Since everyone is still in the room, I get these two-page paper forms back from just about everyone. It takes a few minutes at the end, but basically is not a problem.

On my recent trip to the UK, knowing that our seminar attendance was going to set records, we decided that we wouldn’t bother toting a lot of paper forms with us, instead, once I got back in the office, we would email the survey to everyone that attended.

While this seemed like a good idea at the time, we had some problems, which is why I’m sharing this with you now.

We modified our standard two-page survey for the UK seminars and created a PDF with it. Over the last few weeks I’ve been playing with Acrobat PDF forms and discovered that Acrobat has some very nice tracking and tabulation software built into it, which makes sending and gathering PDF-based data very easy.

Our UK seminars struck me as a great time to test the technology. We told folks attending our seminars that we would be emailing them a survey, and some other goodies, so they would not be surprised when it arrived.

I did a test run with the people in my office and everything worked great – the PDFs emailed perfectly, the forms were filled out, sent back and tabulated automatically. Very cool.

Then, I sent them to all our UK attendees. At this point, things broke down.

What I did not realize, until I got dozens and dozens of emails were three key facts:
1. Email addresses change constantly.
1. Forms don’t work if you open them on a Mac using Preview. Forms require Acrobat.
2. Forms require recent versions of Acrobat, which many people don’t have.

We held our UK seminars less than three weeks ago, but in that time easily 15-20% of our audience (in this case mostly college kids) had changed email addresses.

Then, more than half opened the forms in Preview, which doesn’t support form data well and lacks the crucial “Submit” button, which emails the completed form back to me.

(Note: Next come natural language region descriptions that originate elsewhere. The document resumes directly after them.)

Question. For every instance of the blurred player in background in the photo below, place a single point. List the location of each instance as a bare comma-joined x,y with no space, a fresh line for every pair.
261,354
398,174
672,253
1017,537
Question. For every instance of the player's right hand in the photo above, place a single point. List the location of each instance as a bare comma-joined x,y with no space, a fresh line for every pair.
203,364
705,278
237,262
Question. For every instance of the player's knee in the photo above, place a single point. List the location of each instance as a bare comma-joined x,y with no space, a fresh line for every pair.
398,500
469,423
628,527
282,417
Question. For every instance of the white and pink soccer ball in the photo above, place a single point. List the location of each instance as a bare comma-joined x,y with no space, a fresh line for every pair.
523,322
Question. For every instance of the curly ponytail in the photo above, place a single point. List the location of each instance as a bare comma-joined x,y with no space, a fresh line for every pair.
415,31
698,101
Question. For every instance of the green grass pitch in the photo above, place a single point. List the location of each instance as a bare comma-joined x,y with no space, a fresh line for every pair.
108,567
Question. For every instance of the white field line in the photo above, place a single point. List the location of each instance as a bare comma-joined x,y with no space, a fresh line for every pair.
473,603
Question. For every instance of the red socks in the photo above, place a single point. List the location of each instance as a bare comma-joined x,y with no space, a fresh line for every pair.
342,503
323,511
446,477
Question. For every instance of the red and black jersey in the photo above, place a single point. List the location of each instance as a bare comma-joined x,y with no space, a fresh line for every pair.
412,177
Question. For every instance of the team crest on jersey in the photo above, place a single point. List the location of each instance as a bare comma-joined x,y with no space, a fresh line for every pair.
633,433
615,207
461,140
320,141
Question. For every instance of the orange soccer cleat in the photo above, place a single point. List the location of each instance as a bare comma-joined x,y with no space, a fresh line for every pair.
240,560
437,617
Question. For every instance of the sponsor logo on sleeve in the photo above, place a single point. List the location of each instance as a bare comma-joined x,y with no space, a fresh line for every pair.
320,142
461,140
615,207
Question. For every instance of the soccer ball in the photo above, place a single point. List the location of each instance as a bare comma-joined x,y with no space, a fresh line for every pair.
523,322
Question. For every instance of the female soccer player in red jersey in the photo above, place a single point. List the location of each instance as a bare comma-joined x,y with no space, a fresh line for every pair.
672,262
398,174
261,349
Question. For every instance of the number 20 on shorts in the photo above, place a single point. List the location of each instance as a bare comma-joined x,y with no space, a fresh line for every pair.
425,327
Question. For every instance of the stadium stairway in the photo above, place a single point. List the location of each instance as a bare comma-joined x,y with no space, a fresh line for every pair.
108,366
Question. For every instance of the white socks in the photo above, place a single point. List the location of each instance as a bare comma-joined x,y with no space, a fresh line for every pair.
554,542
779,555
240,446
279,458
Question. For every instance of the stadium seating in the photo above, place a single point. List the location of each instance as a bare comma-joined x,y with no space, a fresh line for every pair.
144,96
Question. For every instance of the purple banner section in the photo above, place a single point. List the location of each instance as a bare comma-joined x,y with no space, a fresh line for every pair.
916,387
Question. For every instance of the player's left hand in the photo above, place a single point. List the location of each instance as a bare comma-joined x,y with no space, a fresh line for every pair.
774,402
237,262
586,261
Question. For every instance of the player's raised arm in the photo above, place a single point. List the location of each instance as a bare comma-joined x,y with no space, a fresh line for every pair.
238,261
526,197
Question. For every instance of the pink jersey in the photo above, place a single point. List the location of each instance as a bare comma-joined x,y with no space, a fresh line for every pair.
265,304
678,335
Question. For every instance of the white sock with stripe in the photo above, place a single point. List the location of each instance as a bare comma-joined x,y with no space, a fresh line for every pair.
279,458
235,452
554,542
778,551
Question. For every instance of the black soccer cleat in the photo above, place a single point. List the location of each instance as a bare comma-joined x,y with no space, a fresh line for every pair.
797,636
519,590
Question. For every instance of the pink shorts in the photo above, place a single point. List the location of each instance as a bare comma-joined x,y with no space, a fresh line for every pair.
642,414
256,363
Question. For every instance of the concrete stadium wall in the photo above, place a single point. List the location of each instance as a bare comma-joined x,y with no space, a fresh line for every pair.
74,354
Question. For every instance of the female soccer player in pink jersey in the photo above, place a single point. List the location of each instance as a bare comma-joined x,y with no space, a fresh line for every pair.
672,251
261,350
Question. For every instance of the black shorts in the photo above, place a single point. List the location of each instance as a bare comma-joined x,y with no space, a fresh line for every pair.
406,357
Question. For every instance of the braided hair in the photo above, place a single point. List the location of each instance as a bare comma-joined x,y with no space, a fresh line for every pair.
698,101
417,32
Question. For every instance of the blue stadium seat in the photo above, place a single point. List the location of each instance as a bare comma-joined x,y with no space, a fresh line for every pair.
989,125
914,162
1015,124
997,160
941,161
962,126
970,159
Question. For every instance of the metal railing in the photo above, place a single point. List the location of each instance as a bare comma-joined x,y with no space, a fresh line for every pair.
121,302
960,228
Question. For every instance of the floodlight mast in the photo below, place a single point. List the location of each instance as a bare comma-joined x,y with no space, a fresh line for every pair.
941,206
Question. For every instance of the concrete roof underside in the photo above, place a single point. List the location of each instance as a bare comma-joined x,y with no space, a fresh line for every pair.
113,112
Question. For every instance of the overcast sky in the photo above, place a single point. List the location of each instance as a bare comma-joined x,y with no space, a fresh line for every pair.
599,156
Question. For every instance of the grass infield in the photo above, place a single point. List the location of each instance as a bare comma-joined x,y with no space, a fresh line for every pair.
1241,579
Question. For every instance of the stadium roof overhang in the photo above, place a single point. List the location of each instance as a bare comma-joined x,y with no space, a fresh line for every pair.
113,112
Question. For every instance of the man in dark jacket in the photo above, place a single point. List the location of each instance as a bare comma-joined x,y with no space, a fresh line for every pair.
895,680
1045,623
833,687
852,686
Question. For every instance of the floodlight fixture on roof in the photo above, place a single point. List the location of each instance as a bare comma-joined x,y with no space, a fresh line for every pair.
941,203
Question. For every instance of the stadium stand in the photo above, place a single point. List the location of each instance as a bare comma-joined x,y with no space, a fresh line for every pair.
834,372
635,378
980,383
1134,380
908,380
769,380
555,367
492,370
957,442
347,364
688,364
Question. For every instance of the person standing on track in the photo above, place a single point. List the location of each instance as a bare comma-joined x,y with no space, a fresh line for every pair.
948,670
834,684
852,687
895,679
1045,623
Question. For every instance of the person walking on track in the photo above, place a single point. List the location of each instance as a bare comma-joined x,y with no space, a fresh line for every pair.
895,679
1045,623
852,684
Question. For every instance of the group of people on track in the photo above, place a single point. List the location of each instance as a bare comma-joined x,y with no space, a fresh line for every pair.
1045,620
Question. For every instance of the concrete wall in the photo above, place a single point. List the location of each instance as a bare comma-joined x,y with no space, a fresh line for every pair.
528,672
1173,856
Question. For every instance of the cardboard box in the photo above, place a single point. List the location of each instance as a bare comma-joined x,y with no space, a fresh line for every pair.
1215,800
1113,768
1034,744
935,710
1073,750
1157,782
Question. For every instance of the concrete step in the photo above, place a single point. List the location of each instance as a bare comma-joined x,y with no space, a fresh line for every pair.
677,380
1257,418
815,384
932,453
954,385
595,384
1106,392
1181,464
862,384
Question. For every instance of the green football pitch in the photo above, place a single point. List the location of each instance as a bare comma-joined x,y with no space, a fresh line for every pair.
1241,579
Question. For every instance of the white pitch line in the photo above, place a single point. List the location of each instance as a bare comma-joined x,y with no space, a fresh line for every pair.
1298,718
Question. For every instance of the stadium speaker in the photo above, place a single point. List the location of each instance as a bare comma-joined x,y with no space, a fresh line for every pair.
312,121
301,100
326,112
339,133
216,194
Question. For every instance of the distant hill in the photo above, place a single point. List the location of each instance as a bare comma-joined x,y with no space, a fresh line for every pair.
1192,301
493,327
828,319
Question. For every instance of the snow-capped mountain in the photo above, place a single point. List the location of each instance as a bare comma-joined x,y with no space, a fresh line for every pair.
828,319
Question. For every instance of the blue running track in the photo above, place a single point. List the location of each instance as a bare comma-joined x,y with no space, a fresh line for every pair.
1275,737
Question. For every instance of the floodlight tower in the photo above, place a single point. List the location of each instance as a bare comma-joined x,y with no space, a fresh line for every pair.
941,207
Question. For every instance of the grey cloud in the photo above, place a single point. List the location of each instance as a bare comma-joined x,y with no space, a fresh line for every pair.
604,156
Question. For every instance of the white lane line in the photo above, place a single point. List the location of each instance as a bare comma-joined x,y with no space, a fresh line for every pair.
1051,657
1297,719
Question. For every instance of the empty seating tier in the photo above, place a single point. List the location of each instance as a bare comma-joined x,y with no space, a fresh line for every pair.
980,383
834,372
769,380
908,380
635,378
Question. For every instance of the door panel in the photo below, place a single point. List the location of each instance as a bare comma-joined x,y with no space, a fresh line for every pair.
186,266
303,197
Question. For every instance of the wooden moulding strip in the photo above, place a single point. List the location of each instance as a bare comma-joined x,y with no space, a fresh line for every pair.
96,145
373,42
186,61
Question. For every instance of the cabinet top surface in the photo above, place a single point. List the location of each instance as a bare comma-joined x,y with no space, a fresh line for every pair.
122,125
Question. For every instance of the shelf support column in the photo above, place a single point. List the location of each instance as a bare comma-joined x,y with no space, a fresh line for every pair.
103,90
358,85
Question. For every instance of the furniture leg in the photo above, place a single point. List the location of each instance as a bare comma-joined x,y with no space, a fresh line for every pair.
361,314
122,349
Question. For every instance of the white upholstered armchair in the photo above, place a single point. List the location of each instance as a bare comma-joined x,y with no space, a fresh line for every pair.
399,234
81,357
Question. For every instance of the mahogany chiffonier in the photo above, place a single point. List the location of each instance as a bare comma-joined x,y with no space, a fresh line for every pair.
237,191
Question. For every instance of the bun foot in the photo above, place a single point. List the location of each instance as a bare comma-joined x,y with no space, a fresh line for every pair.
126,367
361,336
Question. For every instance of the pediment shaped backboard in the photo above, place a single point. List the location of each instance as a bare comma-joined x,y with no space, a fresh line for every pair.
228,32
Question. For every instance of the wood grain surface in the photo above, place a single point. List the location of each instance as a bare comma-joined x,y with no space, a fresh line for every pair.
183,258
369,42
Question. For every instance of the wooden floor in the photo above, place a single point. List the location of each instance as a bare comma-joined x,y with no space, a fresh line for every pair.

This meant that I was flooded with emails about how to send back a form with no submit button. Or how to save a form. Or how to complete the form.

In short, instead of getting a nearly 100% response, I’ll feel lucky if we can get 10%. Far, far less than I was expecting.

Acrobat is hugely useful in a wide variety of ways within our company — I can’t imagine living without it. However, because virtually everyone attending one of my seminars uses a Mac, and because the Mac defaults to opening Acrobat documents in Preview, this means that most people trying to complete the survey are not going to be successful. And I don’t have the time to answer hundreds of emailed tech support questions about my survey.